The deal, which runs until 31 March 2013, is based on a 4% wage increase from 1st April 2012.
The contract is the second half of negotiations with Ver.di, the united services union, after a deal covering working conditions was sealed back in October.
The 4% pay increase agreed will be for existing workers, since new entry-level jobs will start at a 4% lower rate under October’s agreement.
Trainees at Deutsche Post are set to receive a EUR 50 per month increase in pay in effect from January 1, 2012.
Also yesterday, Deutsche Post said it had agreed with Ver.di to contribute a 0.5% of salary level into its new “demographic fund”, which is being set up to fund a system of “partial retirement” that will allow workers nearing retirement age to work fewer hours without loss of pay.
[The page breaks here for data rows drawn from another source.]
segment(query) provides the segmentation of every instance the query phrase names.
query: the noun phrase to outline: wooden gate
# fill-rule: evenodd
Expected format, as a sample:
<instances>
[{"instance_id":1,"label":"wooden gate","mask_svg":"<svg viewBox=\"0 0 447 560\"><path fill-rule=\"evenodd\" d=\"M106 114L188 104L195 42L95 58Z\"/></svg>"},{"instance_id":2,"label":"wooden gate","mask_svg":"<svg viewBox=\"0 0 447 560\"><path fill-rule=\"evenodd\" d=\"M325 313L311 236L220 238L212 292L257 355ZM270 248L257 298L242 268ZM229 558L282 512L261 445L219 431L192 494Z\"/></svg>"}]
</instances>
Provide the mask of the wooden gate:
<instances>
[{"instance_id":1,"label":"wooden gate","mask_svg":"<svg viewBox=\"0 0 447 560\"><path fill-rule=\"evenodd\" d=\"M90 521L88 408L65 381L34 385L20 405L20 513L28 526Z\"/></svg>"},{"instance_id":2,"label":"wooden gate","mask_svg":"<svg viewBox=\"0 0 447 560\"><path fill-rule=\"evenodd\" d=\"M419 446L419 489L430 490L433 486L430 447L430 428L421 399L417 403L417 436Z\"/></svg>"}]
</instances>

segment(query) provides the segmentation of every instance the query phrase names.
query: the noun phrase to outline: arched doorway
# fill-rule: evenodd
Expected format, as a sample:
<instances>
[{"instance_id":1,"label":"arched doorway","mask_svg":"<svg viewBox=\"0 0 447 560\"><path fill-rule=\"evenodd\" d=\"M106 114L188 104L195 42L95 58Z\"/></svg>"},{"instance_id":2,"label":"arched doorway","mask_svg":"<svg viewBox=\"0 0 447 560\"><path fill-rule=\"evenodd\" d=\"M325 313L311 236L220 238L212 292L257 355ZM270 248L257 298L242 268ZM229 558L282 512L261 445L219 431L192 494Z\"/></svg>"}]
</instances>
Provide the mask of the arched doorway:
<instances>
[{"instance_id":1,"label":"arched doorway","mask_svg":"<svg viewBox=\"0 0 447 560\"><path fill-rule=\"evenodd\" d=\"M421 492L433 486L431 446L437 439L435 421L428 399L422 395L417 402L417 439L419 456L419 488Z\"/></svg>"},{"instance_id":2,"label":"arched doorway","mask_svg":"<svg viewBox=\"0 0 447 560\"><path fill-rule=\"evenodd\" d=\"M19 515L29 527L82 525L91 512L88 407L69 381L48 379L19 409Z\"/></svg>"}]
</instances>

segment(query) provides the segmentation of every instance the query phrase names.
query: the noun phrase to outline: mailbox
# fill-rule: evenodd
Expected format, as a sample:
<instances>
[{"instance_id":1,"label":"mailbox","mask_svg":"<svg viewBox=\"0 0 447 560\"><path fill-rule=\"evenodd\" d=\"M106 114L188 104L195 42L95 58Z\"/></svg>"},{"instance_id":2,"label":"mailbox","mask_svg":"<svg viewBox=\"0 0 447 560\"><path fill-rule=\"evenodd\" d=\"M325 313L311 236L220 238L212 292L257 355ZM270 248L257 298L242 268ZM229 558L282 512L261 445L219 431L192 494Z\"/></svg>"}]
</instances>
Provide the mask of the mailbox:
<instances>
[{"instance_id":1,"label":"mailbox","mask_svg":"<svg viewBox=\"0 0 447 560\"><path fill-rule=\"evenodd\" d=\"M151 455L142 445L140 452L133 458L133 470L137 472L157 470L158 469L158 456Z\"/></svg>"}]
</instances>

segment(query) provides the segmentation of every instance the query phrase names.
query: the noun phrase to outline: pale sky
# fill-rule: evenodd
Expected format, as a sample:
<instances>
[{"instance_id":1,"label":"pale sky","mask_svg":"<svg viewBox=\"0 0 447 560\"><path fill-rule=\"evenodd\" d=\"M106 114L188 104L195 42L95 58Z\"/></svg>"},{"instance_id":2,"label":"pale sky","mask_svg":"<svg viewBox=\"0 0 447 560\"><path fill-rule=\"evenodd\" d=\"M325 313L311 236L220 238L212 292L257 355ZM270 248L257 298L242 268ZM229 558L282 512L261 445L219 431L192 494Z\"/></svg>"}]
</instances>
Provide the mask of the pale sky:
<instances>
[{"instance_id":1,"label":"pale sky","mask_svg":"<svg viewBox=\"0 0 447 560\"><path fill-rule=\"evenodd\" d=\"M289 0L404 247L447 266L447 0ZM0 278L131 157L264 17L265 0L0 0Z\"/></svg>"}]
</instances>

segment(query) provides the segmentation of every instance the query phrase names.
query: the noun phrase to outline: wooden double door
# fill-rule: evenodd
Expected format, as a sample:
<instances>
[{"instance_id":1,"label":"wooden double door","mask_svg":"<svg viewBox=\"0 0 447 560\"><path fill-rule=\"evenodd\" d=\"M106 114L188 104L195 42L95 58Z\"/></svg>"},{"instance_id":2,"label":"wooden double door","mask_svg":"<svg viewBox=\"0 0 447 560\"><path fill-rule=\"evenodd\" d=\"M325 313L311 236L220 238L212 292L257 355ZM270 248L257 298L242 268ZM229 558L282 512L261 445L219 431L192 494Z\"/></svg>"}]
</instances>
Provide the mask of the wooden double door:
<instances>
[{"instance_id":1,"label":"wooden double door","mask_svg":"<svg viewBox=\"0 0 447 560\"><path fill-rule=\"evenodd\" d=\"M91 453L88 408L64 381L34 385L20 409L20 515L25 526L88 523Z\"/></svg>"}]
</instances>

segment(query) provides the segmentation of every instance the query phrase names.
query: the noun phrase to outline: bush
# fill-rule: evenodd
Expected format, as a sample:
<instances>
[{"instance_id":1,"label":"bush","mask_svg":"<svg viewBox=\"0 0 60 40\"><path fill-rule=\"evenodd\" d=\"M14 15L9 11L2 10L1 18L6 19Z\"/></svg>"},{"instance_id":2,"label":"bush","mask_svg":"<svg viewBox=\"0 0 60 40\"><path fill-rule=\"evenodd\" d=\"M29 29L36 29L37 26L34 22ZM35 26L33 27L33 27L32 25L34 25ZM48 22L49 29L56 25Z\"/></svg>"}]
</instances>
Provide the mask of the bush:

Jürgen Gerdes, the Deutsche Post DHL board member responsible for mail, said the new deal recognised the “tremendous dedication” of employees in making 2011 a “very successful year”.
“I feel it’s important that employees working in this successful company have a reasonable wage increase, excellent working conditions and secure jobs. So I’m pleased we’ve succeeded with a package negotiated in several stages that is right for both sides – employees and management – that has now been concluded with Ver.di,” said Gerdes.
The wage increase now agreed with Ver.di comes along with e EUR 400 bonus that the two sides agreed last month on the way to yesterday’s deal.
Ver.di, which represents 2m workers in Germany including the 130,000 Deutsche Post staff, described the 4% pay rise as a “very good result” for its negotiations.
Andrea Kocsis, deputy chairman of Ver.di, said: “Our goal was a distinctly linear wage increase. The employer has recognised the dedication of our members.”
While wages at Deutsche Post are set to increase by 4%, the German postal service has been unable to raise stamp prices this year because of a restrictive price cap set by regulators at the tail end of last year.